Chapter 7. Detecting and Recognizing Objects

This chapter will introduce the concept of detecting and recognizing objects, which is one of the most common challenges in computer vision. You've come this far in the book, so at this stage, you're wondering how far are you from mounting a computer in your car that will give you information about cars and people surrounding you through the use of a camera. Well, You're not too far from your goal, actually.

In this chapter, we will expand on the concept of object detection, which we initially explored when talking about recognizing faces, and adapt it to all sorts of real-life objects, not just faces.

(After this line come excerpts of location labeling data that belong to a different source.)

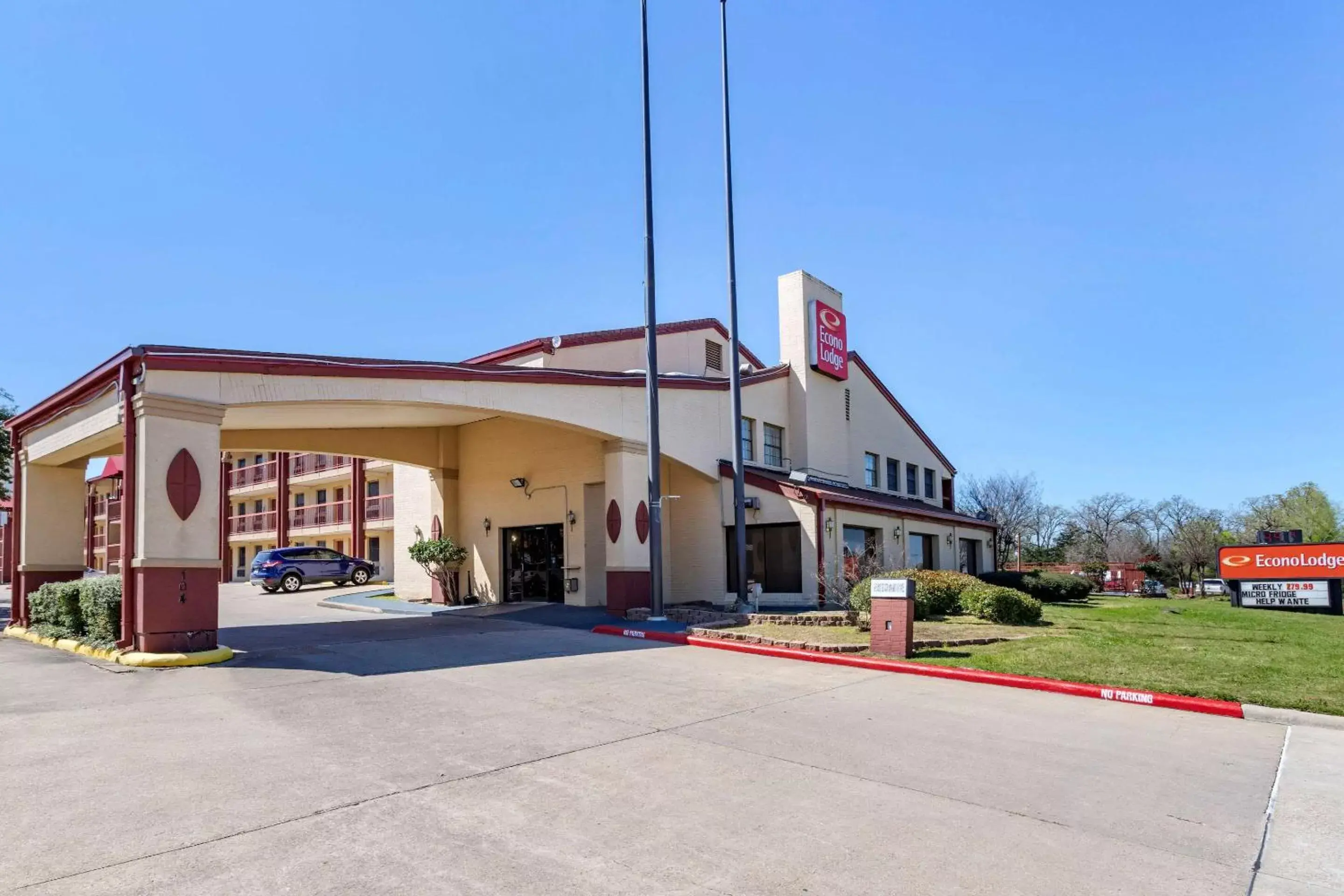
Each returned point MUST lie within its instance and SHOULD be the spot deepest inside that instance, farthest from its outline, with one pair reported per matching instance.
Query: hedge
(998, 603)
(85, 609)
(1047, 588)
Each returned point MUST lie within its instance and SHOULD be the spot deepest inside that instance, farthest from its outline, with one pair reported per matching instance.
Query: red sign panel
(828, 348)
(1282, 562)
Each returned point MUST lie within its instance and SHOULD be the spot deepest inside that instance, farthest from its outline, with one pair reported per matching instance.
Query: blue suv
(291, 569)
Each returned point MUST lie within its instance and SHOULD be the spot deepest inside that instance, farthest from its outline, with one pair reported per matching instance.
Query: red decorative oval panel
(613, 522)
(642, 522)
(183, 484)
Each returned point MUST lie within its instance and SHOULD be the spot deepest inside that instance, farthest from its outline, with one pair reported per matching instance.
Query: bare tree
(1103, 520)
(1008, 500)
(1047, 525)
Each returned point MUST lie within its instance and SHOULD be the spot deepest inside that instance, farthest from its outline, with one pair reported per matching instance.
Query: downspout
(128, 379)
(18, 600)
(822, 553)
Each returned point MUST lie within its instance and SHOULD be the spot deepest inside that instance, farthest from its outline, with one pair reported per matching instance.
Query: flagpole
(651, 347)
(740, 522)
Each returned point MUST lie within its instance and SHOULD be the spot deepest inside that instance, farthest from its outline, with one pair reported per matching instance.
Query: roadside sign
(1281, 560)
(891, 589)
(1285, 594)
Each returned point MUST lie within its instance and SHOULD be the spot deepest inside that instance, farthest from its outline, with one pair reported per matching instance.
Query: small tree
(441, 558)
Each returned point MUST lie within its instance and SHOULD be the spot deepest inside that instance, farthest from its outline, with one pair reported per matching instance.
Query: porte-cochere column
(176, 525)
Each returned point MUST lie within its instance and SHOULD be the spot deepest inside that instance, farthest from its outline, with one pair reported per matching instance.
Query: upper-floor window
(870, 469)
(773, 445)
(713, 355)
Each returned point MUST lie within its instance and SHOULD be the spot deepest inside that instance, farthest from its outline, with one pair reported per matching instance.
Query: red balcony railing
(378, 508)
(251, 523)
(108, 507)
(316, 515)
(253, 475)
(303, 464)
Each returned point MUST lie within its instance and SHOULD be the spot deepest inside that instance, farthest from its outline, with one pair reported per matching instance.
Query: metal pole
(740, 514)
(651, 347)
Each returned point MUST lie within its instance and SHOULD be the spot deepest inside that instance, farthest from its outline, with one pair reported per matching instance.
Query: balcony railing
(249, 523)
(378, 508)
(108, 507)
(303, 464)
(253, 475)
(316, 515)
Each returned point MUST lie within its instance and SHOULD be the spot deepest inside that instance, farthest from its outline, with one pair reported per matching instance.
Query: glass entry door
(534, 563)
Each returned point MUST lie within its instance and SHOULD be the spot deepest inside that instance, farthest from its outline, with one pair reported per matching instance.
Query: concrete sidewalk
(371, 754)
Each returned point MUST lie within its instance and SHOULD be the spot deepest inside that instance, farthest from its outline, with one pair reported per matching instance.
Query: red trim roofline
(595, 337)
(902, 412)
(175, 358)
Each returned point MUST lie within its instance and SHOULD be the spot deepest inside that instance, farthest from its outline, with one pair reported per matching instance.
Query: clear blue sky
(1101, 242)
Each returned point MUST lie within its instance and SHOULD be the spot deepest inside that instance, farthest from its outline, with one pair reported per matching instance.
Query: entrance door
(534, 563)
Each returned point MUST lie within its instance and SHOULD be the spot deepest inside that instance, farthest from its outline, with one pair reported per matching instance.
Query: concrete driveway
(362, 754)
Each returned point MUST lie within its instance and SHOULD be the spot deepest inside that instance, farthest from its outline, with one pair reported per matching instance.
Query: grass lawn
(1195, 647)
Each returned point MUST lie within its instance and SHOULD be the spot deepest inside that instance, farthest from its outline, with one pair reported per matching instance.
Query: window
(775, 557)
(713, 355)
(870, 469)
(921, 553)
(773, 445)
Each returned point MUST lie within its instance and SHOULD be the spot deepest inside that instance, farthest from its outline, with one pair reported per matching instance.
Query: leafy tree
(440, 558)
(7, 410)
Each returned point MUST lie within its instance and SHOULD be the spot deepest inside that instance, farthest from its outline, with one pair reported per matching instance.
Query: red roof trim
(812, 493)
(595, 337)
(901, 410)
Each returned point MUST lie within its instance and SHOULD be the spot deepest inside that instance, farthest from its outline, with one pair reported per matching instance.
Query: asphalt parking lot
(349, 753)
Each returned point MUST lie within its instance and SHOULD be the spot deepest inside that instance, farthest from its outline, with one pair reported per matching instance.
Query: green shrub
(937, 592)
(56, 608)
(100, 605)
(1047, 588)
(996, 603)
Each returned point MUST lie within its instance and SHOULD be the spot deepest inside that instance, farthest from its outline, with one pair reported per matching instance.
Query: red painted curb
(956, 673)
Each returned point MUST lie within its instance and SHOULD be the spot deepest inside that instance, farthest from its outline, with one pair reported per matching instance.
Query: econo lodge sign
(828, 348)
(1282, 562)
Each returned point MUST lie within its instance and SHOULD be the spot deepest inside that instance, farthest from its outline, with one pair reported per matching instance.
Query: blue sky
(1099, 242)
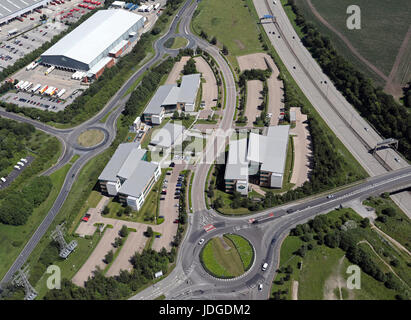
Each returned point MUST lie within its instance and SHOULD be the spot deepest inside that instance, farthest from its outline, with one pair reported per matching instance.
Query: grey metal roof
(270, 150)
(10, 7)
(154, 106)
(237, 164)
(136, 184)
(189, 87)
(96, 34)
(167, 135)
(117, 160)
(131, 163)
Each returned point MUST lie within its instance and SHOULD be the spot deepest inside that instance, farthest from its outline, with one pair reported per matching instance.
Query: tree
(108, 258)
(149, 232)
(225, 50)
(390, 211)
(123, 231)
(365, 223)
(127, 210)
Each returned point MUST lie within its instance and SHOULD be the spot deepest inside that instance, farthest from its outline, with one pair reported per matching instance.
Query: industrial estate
(178, 150)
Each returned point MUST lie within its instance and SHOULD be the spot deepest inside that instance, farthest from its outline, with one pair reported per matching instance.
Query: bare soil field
(302, 149)
(275, 86)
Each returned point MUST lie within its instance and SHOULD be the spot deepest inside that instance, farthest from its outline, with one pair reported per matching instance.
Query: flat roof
(130, 164)
(167, 135)
(135, 185)
(270, 150)
(117, 160)
(8, 7)
(154, 106)
(99, 65)
(189, 87)
(237, 164)
(119, 46)
(86, 42)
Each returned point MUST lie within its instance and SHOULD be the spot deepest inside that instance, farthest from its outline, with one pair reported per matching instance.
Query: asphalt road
(353, 131)
(190, 281)
(68, 138)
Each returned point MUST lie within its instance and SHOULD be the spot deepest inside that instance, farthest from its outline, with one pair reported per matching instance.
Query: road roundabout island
(227, 256)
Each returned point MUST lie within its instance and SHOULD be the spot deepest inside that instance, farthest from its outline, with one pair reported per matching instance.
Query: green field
(230, 21)
(226, 263)
(384, 25)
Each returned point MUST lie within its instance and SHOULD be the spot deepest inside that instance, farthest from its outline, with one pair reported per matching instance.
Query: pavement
(354, 131)
(68, 138)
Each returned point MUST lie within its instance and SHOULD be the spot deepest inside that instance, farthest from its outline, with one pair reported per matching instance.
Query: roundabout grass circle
(90, 138)
(228, 256)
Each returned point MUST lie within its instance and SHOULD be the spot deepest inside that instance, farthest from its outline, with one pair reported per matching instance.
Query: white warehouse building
(89, 45)
(129, 176)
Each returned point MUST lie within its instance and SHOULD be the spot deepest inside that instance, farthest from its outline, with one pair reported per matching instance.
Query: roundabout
(91, 138)
(227, 256)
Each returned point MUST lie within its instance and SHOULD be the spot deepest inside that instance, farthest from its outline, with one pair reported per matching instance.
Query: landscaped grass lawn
(244, 249)
(90, 138)
(322, 262)
(179, 43)
(375, 41)
(14, 238)
(230, 21)
(221, 262)
(73, 263)
(397, 227)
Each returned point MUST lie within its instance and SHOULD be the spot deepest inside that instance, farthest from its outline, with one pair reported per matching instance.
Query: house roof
(237, 164)
(86, 42)
(117, 160)
(135, 185)
(167, 135)
(270, 150)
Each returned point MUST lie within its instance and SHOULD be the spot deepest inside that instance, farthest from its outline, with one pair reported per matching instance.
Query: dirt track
(275, 86)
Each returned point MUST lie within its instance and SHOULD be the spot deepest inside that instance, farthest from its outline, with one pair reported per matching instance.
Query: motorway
(354, 132)
(188, 280)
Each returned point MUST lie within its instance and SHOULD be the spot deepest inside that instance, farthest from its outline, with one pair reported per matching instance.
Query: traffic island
(228, 256)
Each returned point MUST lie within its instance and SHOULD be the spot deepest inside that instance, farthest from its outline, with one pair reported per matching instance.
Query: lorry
(49, 70)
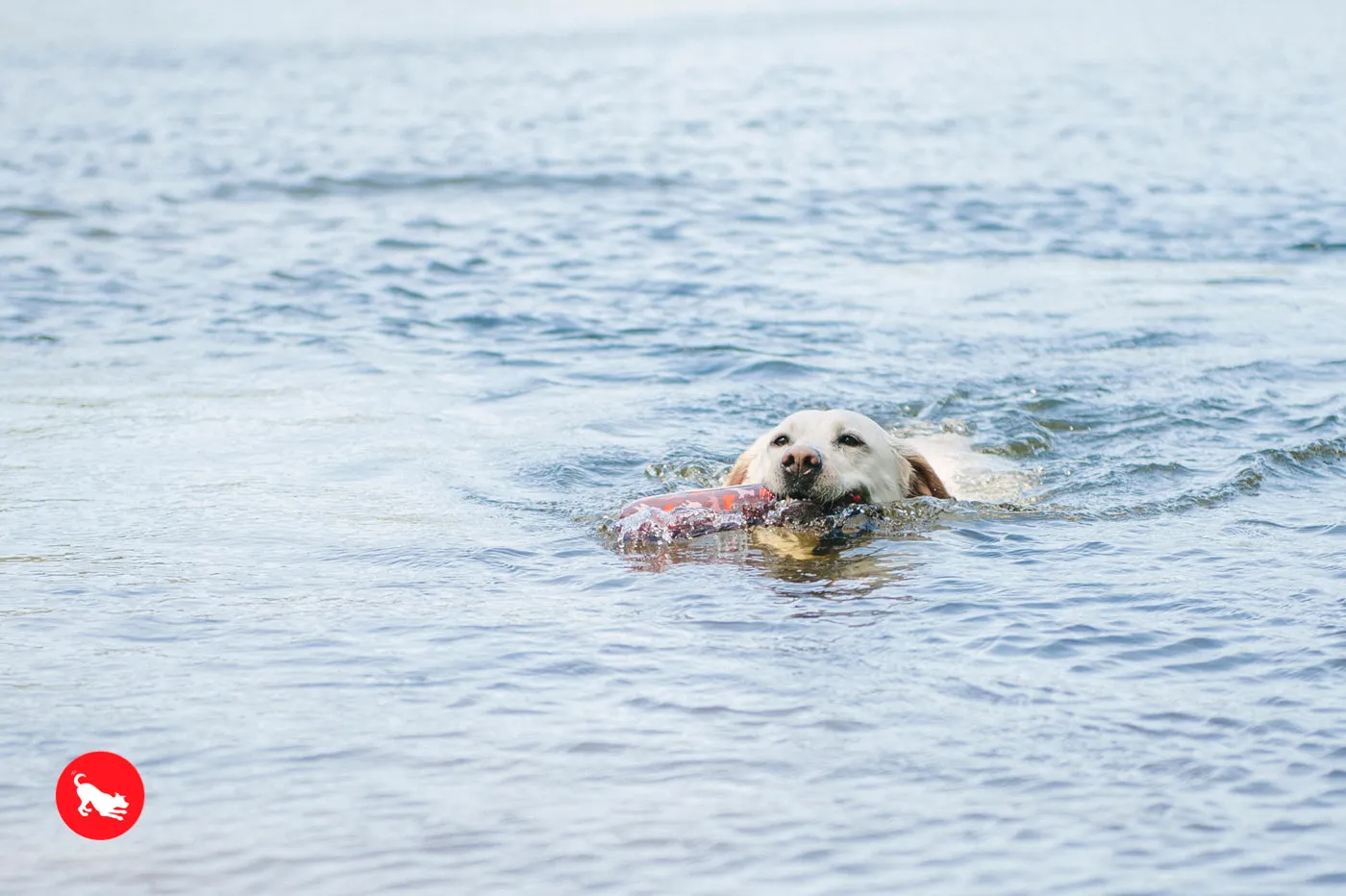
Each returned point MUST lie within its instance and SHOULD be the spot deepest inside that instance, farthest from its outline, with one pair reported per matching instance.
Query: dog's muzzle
(800, 468)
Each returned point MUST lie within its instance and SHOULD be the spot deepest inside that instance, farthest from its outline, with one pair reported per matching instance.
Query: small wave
(1256, 471)
(394, 182)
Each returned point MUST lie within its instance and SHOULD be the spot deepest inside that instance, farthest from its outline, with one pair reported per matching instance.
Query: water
(332, 344)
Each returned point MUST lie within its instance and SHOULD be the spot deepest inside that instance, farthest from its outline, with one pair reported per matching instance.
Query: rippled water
(329, 362)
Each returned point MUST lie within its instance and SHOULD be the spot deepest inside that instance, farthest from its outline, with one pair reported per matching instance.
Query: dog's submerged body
(834, 457)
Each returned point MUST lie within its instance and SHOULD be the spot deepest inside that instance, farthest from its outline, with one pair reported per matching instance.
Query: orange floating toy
(685, 514)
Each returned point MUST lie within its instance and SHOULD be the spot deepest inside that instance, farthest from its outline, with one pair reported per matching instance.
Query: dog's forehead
(831, 420)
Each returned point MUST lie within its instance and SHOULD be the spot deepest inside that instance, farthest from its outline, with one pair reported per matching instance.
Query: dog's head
(831, 457)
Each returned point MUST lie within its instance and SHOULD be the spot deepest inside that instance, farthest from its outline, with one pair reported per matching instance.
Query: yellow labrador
(832, 457)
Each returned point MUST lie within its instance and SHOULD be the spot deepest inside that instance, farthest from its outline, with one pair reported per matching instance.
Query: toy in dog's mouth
(686, 514)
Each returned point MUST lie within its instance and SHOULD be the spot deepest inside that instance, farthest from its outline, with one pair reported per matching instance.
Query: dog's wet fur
(834, 458)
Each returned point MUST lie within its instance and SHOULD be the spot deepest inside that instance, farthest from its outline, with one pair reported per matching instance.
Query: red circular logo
(100, 795)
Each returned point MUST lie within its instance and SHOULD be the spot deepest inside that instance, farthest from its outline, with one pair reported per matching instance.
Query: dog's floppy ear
(739, 471)
(924, 478)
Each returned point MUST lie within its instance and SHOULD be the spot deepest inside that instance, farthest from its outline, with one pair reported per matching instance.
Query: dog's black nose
(801, 461)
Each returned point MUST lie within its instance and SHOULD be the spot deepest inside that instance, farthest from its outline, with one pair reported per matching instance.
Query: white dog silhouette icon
(107, 805)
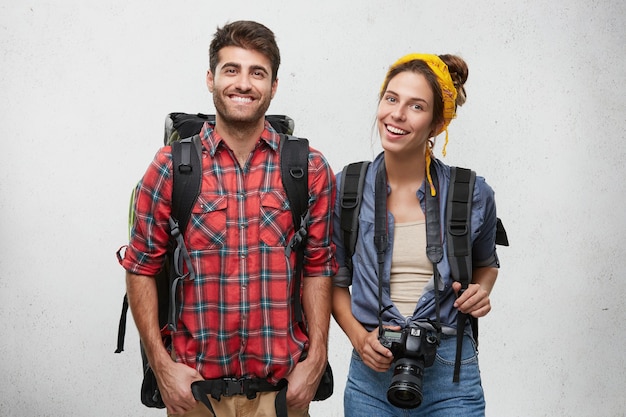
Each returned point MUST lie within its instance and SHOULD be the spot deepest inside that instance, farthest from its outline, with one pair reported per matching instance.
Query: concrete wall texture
(85, 87)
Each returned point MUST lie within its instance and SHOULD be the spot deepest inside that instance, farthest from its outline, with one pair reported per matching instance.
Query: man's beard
(239, 119)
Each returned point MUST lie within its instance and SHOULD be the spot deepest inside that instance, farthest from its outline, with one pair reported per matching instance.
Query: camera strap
(434, 248)
(381, 235)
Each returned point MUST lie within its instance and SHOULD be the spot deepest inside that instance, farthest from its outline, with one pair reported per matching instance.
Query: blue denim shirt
(365, 280)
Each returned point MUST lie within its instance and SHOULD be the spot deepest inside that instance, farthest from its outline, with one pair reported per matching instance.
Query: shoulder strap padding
(187, 177)
(294, 162)
(350, 197)
(458, 222)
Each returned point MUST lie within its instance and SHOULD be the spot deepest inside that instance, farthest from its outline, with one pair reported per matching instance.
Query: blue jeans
(366, 389)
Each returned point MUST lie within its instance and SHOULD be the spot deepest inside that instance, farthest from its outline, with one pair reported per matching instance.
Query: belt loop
(281, 403)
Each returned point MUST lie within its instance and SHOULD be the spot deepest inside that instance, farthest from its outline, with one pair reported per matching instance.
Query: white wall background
(85, 87)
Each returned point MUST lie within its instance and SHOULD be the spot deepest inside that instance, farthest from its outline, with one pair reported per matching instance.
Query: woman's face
(405, 114)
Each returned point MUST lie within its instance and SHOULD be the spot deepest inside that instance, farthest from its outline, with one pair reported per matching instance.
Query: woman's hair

Object detection and recognition techniques

We made a distinction in Chapter 5, Detecting and Recognizing Faces, which we'll reiterate for clarity: detecting an object is the ability of a program to determine if a certain region of an image contains an unidentified object, and recognizing is the ability of a program to identify this object. Recognizing normally only occurs in areas of interest where an object has been detected, for example, we have attempted to recognize faces on the areas of an image that contained a face in the first place.

When it comes to recognizing and detecting objects, there are a number of techniques used in computer vision, which we'll be examining:

  • Histogram of Oriented Gradients
  • Image pyramids
  • Sliding windows

Unlike feature detection algorithms, these are not mutually exclusive techniques, rather, they are complimentary. You can perform a Histogram of Oriented Gradients (HOG) while applying the sliding windows technique.

So, let's take a look at HOG first and understand what it is.

HOG descriptors

HOG is a feature descriptor, so it belongs to the same family of algorithms, such as SIFT, SURF, and ORB.

It is used in image and video processing to detect objects. Its internal mechanism is really clever; an image is divided into portions and a gradient for each portion is calculated. We've observed a similar approach when we talked about face recognition through LBPH.

HOG, however, calculates histograms that are not based on color values, rather, they are based on gradients. As HOG is a feature descriptor, it is capable of delivering the type of information that is vital for feature matching and object detection/recognition.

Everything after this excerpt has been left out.